Clear peak identification. Defined extraction conditions. Robust analytics.
FDA responded:
“Provide justification that identified extractables do not pose toxicological risk at maximum clinical exposure.”
The issue was alignment.
Chemistry calculated the Analytical Evaluation Threshold (AET) based on device mass.
Toxicology modeled exposure based on repeated clinical use.
Frequency assumptions diverged.
Under ISO 10993-17 and principles reflected in USP <1661>, extractables evaluation must explicitly connect:
Compound identification → Estimated patient exposure → Toxicological threshold → Margin of safety.
If chemistry and toxicology operate separately, this linkage becomes fragile.
Founder insight: Extractables data without integrated exposure modeling invites AI requests. Toxicology must co-own E&L from project kickoff.
Common Causes of 510(k) Toxicology Delays
Most AI letters related to biocompatibility stem from:
• Misalignment between IFU and toxicological exposure assumptions
• Incomplete material comparability documentation
• Incorrect ISO 10993 contact categorization
• Absence of a formal risk-based gap analysis
• Failure to link extractables data to toxicological thresholds and clinical exposure frequency
These are architectural gaps, not laboratory failures.
The Structural Pattern
In each case:
The device was not unsafe. The lab data was not defective.
The reasoning was incomplete.
Toxicology in a 510(k) is not a checklist of tests.
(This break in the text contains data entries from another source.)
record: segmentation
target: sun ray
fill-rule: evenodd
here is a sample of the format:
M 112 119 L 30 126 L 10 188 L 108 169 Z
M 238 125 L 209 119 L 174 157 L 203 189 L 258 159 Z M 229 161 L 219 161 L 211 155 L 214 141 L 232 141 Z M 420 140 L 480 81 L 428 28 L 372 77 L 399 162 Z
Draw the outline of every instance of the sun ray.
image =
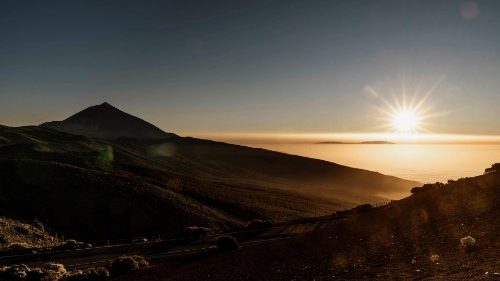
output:
M 382 124 L 374 129 L 384 129 L 405 135 L 431 133 L 429 127 L 433 124 L 429 120 L 447 114 L 447 112 L 435 112 L 435 105 L 429 104 L 429 98 L 437 91 L 442 80 L 443 77 L 433 83 L 423 94 L 419 91 L 422 89 L 421 81 L 418 81 L 415 87 L 411 85 L 408 87 L 407 81 L 403 80 L 399 94 L 389 85 L 388 95 L 385 96 L 373 87 L 365 86 L 366 91 L 381 103 L 379 106 L 372 106 L 379 113 L 376 119 L 382 121 Z M 389 96 L 389 99 L 386 96 Z

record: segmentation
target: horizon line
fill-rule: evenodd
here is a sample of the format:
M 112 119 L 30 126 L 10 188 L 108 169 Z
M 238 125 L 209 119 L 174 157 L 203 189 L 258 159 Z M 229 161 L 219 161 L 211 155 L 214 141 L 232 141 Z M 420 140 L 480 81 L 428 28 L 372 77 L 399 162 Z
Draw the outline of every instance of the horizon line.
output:
M 146 121 L 147 122 L 147 121 Z M 29 127 L 38 125 L 6 127 Z M 170 130 L 164 130 L 171 132 Z M 314 144 L 318 142 L 358 143 L 387 141 L 395 144 L 500 144 L 500 134 L 440 134 L 398 132 L 351 132 L 351 133 L 266 133 L 266 132 L 171 132 L 184 137 L 203 138 L 237 144 Z
M 183 136 L 240 144 L 314 144 L 387 141 L 395 144 L 500 144 L 500 135 L 437 133 L 183 133 Z

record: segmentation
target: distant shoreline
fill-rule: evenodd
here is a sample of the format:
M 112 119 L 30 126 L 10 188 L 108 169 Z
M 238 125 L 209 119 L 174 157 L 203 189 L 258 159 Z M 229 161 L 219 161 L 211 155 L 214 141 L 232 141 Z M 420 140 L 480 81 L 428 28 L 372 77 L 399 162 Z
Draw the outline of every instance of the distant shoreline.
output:
M 342 141 L 322 141 L 315 144 L 396 144 L 390 141 L 362 141 L 362 142 L 342 142 Z

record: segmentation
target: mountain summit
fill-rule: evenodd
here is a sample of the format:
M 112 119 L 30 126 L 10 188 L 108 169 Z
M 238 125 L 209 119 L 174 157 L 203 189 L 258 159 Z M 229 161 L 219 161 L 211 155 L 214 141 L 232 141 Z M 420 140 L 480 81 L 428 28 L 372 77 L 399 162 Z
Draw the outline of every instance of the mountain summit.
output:
M 88 107 L 63 121 L 46 122 L 40 126 L 104 139 L 119 137 L 163 139 L 175 136 L 175 134 L 166 133 L 153 124 L 123 112 L 107 102 Z

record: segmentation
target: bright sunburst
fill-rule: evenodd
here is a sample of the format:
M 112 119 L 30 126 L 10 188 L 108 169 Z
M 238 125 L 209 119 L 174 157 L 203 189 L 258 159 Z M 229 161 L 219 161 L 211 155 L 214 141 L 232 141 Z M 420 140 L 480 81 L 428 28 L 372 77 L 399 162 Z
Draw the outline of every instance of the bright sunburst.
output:
M 420 123 L 418 113 L 413 110 L 395 112 L 391 118 L 394 129 L 402 133 L 415 132 Z
M 393 97 L 393 102 L 382 98 L 383 107 L 377 108 L 382 113 L 383 127 L 397 133 L 414 134 L 428 132 L 428 123 L 425 121 L 436 114 L 432 114 L 431 106 L 425 104 L 427 96 L 417 101 L 414 96 L 409 102 L 403 95 L 401 99 Z
M 428 119 L 444 114 L 443 112 L 432 112 L 432 106 L 427 101 L 436 89 L 437 84 L 420 95 L 418 93 L 420 87 L 416 87 L 411 91 L 413 93 L 411 98 L 407 98 L 409 89 L 402 87 L 399 94 L 391 91 L 392 100 L 386 99 L 383 94 L 375 91 L 370 86 L 366 86 L 365 90 L 382 102 L 381 106 L 375 107 L 381 114 L 383 123 L 380 126 L 381 128 L 391 132 L 413 135 L 429 132 L 428 127 L 430 124 L 427 122 Z

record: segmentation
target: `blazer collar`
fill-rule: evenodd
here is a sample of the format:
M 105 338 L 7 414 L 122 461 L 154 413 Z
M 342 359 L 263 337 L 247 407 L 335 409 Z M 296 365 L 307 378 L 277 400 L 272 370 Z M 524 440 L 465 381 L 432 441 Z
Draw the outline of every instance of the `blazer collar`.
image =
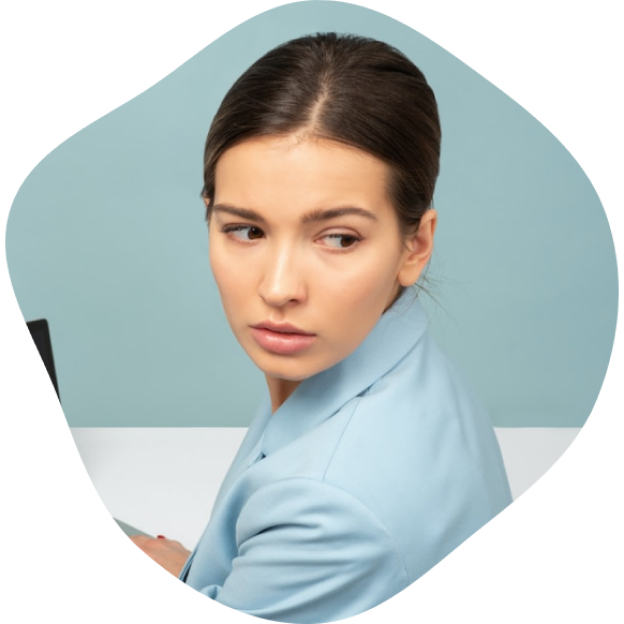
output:
M 344 360 L 302 381 L 266 422 L 261 452 L 268 456 L 311 431 L 362 394 L 390 371 L 419 341 L 427 316 L 412 289 L 407 289 L 381 316 L 372 331 Z

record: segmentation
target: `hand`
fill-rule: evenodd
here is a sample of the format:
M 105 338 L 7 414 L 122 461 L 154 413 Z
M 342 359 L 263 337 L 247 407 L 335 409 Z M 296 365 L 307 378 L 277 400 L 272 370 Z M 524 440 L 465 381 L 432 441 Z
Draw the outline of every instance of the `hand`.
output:
M 145 535 L 130 535 L 130 539 L 146 555 L 151 557 L 158 565 L 173 574 L 180 576 L 186 560 L 191 554 L 180 542 L 170 539 L 154 539 Z

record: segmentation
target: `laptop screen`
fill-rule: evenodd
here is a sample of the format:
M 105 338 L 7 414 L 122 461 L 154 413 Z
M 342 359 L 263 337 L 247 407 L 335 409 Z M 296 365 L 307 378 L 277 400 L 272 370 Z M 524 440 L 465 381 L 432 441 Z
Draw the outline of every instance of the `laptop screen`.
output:
M 54 368 L 54 356 L 52 355 L 52 343 L 50 341 L 50 329 L 48 328 L 48 321 L 46 319 L 38 319 L 36 321 L 28 321 L 26 323 L 30 330 L 30 335 L 37 346 L 39 355 L 45 364 L 45 367 L 52 380 L 52 385 L 56 390 L 56 396 L 61 398 L 58 389 L 58 383 L 56 381 L 56 370 Z
M 28 321 L 26 325 L 28 325 L 30 335 L 32 336 L 35 345 L 37 345 L 39 355 L 41 355 L 41 359 L 43 360 L 48 374 L 50 375 L 50 379 L 52 380 L 52 384 L 54 385 L 54 389 L 56 390 L 56 396 L 58 396 L 60 400 L 58 384 L 56 382 L 56 370 L 54 369 L 54 357 L 52 355 L 52 342 L 50 341 L 50 328 L 48 327 L 48 322 L 46 321 L 46 319 L 38 319 L 36 321 Z M 117 522 L 121 530 L 126 535 L 145 535 L 147 537 L 151 537 L 149 533 L 144 533 L 136 527 L 133 527 L 130 524 L 126 524 L 125 522 L 122 522 L 117 518 L 113 518 L 113 520 Z

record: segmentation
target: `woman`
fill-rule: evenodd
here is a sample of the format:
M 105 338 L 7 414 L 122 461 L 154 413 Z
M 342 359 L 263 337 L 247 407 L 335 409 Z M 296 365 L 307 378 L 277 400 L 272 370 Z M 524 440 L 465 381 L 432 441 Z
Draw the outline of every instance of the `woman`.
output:
M 193 553 L 135 543 L 224 605 L 284 622 L 360 613 L 511 501 L 487 415 L 411 288 L 433 249 L 439 156 L 424 76 L 360 37 L 272 50 L 217 112 L 210 262 L 268 393 Z

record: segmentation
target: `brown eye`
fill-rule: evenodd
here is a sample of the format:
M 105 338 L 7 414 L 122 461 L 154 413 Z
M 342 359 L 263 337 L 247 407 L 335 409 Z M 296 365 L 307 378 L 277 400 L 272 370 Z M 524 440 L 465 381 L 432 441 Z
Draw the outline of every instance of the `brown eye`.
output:
M 264 236 L 264 232 L 253 225 L 225 225 L 221 231 L 242 242 L 257 240 Z
M 326 241 L 328 247 L 332 247 L 334 249 L 346 249 L 348 247 L 353 247 L 362 239 L 357 236 L 353 236 L 352 234 L 328 234 L 323 237 L 323 240 Z
M 357 243 L 358 239 L 355 236 L 341 236 L 340 237 L 340 246 L 341 247 L 351 247 Z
It is the integrated logic that connects:
Materials → Processing → Intended use → Exposure → Biological response → Margin of safety.
When that logic is aligned early, review is efficient.
When it isn’t, you don’t fix a study.
You rebuild the safety story under review pressure.
Final Thought for Founders
Most founders assume regulatory delays happen at submission.
In reality, they are seeded months earlier in design decisions that feel operational, not toxicological.
Toxicology is not a testing package.
It is regulatory architecture.
And architecture determines whether your 90-day review stays 90 days — or quietly becomes something else.